Ох, как мне хотелось, чтоб меня кто-нибудь трепал за волосья, бил по щекам, бил бы кулаком по шее и злорадно приговаривал соответственные поучения!.. Но ни одного попрека, ни одного раздраженного слова! Мама заботливо расспрашивала, почему я так долго не собрался выехать вчера, – ведь гроза разразилась, когда уже совсем было темно. Я, не глядя ей в глаза, объяснял:

– Видел, туча идет, боялся, застанет в дороге.

– А хорошо тебе было спать? Где ты там спал?

– Ничего спал. В клети.

– Не промок дорогой?

– Нет.

А у самой пальто насквозь все мокрое.
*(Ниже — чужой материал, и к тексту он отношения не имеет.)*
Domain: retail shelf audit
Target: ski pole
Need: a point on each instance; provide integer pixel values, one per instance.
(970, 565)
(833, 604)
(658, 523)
С отвращением выпил стакан чаю, залег к себе на постель – мы там в избе пьянствовали, обнимались, пели эту гнусную песню:

День проходит, ночь проходит,
Жук спокою не дает!

А мама в это время, под хлещущим дождем, стояла в темных полях над рекою и поджидала милого своего сынка. Мама думалась, и девушки-сестры, и Катя Конопацкая. Как я теперь увижу ее, как буду смотреть в ее милые, чистые глаза? И быстрый говорок погано отстукивал в голове мутившейся от похмелья:

Жучок ползает по мне,
Ишшет…

Я вцепился зубами в подушку и мычал и корчился от душевной боли… О господи! Одно остается – умереть! Этой всей гадости никогда ничем не смоешь с души. Н-и-к-о-г-д-а!

***

Папа летом продолжал заниматься врачебной практикой в Туле и только по воскресеньям приезжал в деревню. Иногда мама посылала меня по разным делам на день, на два в Тулу. У вокзала ждал меня Тарасыч с пролеткой. Если были деньги, я заходил в буфет; яркий свет ламп, пальмы на столах, пассажиры торопливо едят что-то вкусное. Я выпивал у стойки рюмку водки, заедал круглым сочным пирожком с мясом, – замечательно были вкусные пирожки! И потом ехал в нашей покойной пролетке по тихим, белым тульским улицам и думал: неужели будет время, когда я смогу, не заглядывая в кошелек, сесть за эти пальмы и заказывать все, что захочется?

Дома в Туле: после грязи, тесноты, некрашеных полов и невкусной еды – простор, чистота, вкусная еда. Помню, раз, после обеда: были ленивые щи со сметаной и ватрушками, жареные цыплята с молодым картофелем и малосольными огурцами. Сел после обеда в кресло с газетой, закурил, – и всего охватило блаженство: как хорошо жить на свете! Особенно, – когда жареные цыплята и малосольные огурцы!

Я до сих пор помню это глубоко шедшее из тела наслаждение от вкусной еды, и вспоминаю это вот почему. Папа был очень умерен в еде. На именинах у бабушки и вообще в торжественные дин, когда были на столе такие румяные пироги, сыр, колбасы, сардинки, наливки, – папа никогда ничего этого не ел. Заедет на четверть часа, выпьет стакан кофе, пошутит, посмеется и уедет. Он с каждым годом все строже был к себе в еде: католик – постился с нами по-православному, без молока и яиц. И говорил о великом религиозно-воспитательном значении поста, о том, как поднимающе он действует на душу.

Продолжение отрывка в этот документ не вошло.